On Wednesday, Dana White, the chief Pentagon spokesperson, said that despite the “liberation” of ISIS-held territory, “the campaign against ISIS is not over.” But White confirmed that the Pentagon had “started the process of returning U.S. troops home from Syria as we transition to the next phase of the campaign.” She said the Pentagon would not provide “further details” about how many troops the U.S. will remove, how many if any will remain, and on what schedule.

Her statement followed an earlier Wednesday line from her colleague, Col. Rob Manning, who had signaled continuity with the current strategy: “At this time, we continue to work by, with and through our partners in the region.” White said the U.S. military would “continue working with our partners and allies to defeat ISIS wherever it operates.”

That’s the central question for the U.S.’ Kurdish allies, who have performed the majority of ground combat against ISIS in northeast Syria. Turkey considers those Kurds to be terrorists and their presence in a functionally autonomous area of Syria – patrolled by U.S. servicemembers – to be intolerable.

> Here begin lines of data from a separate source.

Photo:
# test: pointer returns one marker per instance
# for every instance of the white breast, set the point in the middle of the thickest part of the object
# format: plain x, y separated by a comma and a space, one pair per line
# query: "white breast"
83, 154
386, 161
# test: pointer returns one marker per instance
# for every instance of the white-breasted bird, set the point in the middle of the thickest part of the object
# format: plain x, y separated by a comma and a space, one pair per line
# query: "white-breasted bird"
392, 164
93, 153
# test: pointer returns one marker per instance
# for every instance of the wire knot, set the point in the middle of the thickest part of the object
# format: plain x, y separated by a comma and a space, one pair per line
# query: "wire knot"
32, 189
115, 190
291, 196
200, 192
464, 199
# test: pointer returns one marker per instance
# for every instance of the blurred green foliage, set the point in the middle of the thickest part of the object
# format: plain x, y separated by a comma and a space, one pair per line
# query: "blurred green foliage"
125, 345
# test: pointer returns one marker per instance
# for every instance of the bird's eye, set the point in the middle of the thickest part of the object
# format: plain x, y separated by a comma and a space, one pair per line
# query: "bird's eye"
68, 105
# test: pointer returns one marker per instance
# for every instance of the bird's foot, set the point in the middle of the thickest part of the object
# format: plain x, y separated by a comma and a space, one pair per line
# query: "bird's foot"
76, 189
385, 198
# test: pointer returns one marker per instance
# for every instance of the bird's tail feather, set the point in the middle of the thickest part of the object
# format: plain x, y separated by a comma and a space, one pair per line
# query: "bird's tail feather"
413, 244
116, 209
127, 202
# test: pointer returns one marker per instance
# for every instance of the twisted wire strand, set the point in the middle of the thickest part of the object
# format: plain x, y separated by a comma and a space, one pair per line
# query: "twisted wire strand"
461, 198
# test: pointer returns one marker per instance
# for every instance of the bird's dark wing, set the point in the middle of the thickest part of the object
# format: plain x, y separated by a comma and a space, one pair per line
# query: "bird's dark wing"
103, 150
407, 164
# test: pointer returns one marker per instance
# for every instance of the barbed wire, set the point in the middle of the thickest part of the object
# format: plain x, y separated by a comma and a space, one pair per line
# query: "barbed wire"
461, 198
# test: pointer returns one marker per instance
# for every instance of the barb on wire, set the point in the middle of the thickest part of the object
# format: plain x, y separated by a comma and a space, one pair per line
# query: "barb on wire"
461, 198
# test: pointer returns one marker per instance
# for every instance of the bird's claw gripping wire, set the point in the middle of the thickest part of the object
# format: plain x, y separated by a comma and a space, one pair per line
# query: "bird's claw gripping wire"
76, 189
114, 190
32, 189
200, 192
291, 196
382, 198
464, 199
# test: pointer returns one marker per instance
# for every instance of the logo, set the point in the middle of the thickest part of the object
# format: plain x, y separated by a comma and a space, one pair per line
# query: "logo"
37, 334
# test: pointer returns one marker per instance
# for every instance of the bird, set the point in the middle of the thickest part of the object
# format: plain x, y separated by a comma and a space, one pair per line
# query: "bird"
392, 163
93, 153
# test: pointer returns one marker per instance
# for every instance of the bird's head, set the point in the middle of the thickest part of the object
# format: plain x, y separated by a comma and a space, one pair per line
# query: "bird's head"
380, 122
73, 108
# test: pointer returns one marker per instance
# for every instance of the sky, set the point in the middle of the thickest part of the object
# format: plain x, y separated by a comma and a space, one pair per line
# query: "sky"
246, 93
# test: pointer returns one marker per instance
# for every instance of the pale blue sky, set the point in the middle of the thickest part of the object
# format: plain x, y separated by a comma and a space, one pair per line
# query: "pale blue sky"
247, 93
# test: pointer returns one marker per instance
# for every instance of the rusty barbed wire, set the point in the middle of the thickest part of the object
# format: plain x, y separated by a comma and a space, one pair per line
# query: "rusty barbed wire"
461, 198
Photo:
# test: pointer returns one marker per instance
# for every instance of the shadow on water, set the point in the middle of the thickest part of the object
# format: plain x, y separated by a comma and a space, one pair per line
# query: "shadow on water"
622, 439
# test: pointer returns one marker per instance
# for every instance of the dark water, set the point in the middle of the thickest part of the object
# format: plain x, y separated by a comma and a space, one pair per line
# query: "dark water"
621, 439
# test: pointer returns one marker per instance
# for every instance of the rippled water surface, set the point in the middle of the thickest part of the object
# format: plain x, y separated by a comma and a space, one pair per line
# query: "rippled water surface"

The NATO ally suggested last week that it would launch a military campaign “east of the Euphrates,” where the U.S.-Kurdish presence is – something the Pentagon called “unacceptable.”

But on Friday, Turkish President Recep Tayyip Erdogan had a phone conversation with Trump. Erdogan said he got “positive” reception from his American counterpart, without supplying further details. Then, on Tuesday, the State Department greenlit a $3.5 billion sale of Patriot missile batteries to Ankara – prompting speculation on Capitol Hill that Erdogan had catered to Trump’s transactional inclinations and his long-standing desire to pull out of Syria.

"If Trump traded all of northeast Syria for a couple of missile batteries,” said a senior Senate Republican national security aide, “he got his lunch eaten.”

The senior administration official who briefed reporters said the pullout was “not something [Trump] discussed with President Erdogan. He has informed President Erdogan, as a neighbor of Syria.”

The Kurdish news agency, Rudaw, called Trump’s apparent withdrawal decision “a shocking reversal of U.S. policy in Syria, especially in light of ongoing operations against ISIS.” Pentagon officials have warned of an ISIS resurgence. A CIA official declined a request for comment.

In October, the acting director of the National Counterterrorism Center, Russell Travers, told a Senate panel that despite “substantial” U.S. battlefield successes, ISIS “remains an adaptive and dangerous adversary, and is already tailoring its strategy to sustain operations amid mounting losses.” Specifically in Iraq and Syria, ISIS was bivouacking to rural areas “in order to support a long-term insurgency,” Travers said.